Roots of the function $f(x) = \frac{x}{2} - \sin x + \frac{\pi}{6} - \frac{\sqrt{3}}{2}=0$ using bisection method.

389 Views Asked by At

Suppose we wish to compute the zeros of the function $f(x) = \frac{x}{2} - \sin x + \frac{\pi}{6} - \frac{\sqrt{3}}{2}=0$, which has exactly two roots in the interval $[-\pi,\pi]$.

Is it possible to apply the bisection method to compute both roots? Why? For the root(s) which can be found by bisection, estimate the number of iterations necessary to compute the root(s) to a relative accuracy tol = $10^{-10}$, having chosen a suitable starting interval.
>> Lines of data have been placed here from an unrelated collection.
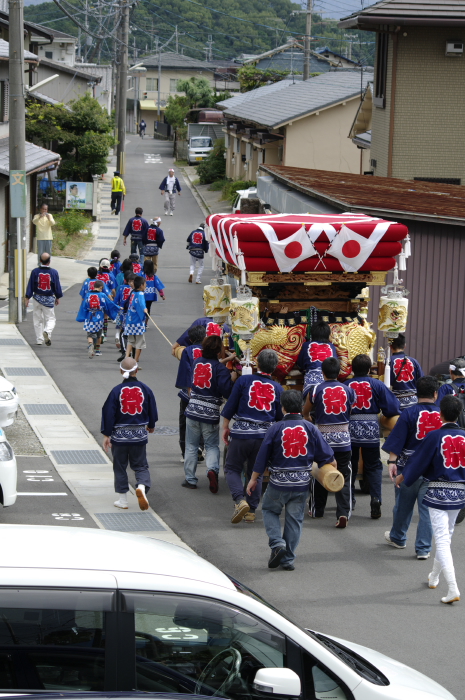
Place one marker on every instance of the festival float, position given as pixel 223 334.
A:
pixel 291 270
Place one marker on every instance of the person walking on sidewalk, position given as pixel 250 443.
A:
pixel 291 445
pixel 44 289
pixel 137 229
pixel 197 245
pixel 43 223
pixel 118 190
pixel 169 187
pixel 441 460
pixel 414 424
pixel 128 414
pixel 254 405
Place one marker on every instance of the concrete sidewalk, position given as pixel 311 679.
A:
pixel 73 451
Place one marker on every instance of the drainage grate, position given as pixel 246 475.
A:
pixel 25 371
pixel 166 430
pixel 47 409
pixel 130 522
pixel 78 457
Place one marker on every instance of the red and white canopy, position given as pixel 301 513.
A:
pixel 307 242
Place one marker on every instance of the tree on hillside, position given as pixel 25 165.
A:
pixel 82 135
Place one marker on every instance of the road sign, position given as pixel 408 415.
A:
pixel 18 193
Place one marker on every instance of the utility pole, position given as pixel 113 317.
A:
pixel 308 31
pixel 123 87
pixel 17 139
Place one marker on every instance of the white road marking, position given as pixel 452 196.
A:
pixel 36 493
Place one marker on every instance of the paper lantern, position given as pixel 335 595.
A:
pixel 217 299
pixel 392 317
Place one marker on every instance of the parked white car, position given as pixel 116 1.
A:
pixel 8 472
pixel 250 193
pixel 86 609
pixel 8 403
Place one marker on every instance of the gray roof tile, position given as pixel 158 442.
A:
pixel 281 106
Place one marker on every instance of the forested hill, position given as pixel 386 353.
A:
pixel 268 23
I'm guessing that for the first part of the question I have to use the conditions for the bisection method (that $f$ has to be continuous on an interval $[a,b]$ and that $f(a)f(b) \leq0$) and check if both roots satisfy them or not (obviously one of the roots satisfies them and the other does not) but I'm not sure how to write this out formally.

So for the first root, it lies in the interval [-2,0] while the second root lies in the interval [2,3]. I can see that for the first root f(-2)<0 and f(0)<0 which means that f(-2)f(0)>0 and so it does not satisfy the condition for the bisection method. Is this sufficient in answering the first part of the question?

The graph of the function

1

There are 1 best solutions below

0
On

As mentioned in the comments, checking $[-2,0]$ is not enough to say bisection cannot be used to find the left root. Are there points closer to the root where $f$ changes sign? Graphically, you could say this is not the case.

To show $f$ never changes signs, you want to show that its maximum is $0$. This local maximum can be found by finding the root of the derivative (in fact the bracket $[-2,0]$ will work for this). A number of technical details are needed, but you can also show this is the only local maxima for $x\le0$. If the local maximum is found analytically, then you have a formal proof that $f(x)\le0$. If you use a root-finding or optimization algorithm to find the local maximum, then you have a heuristic that $f(x)\le0$.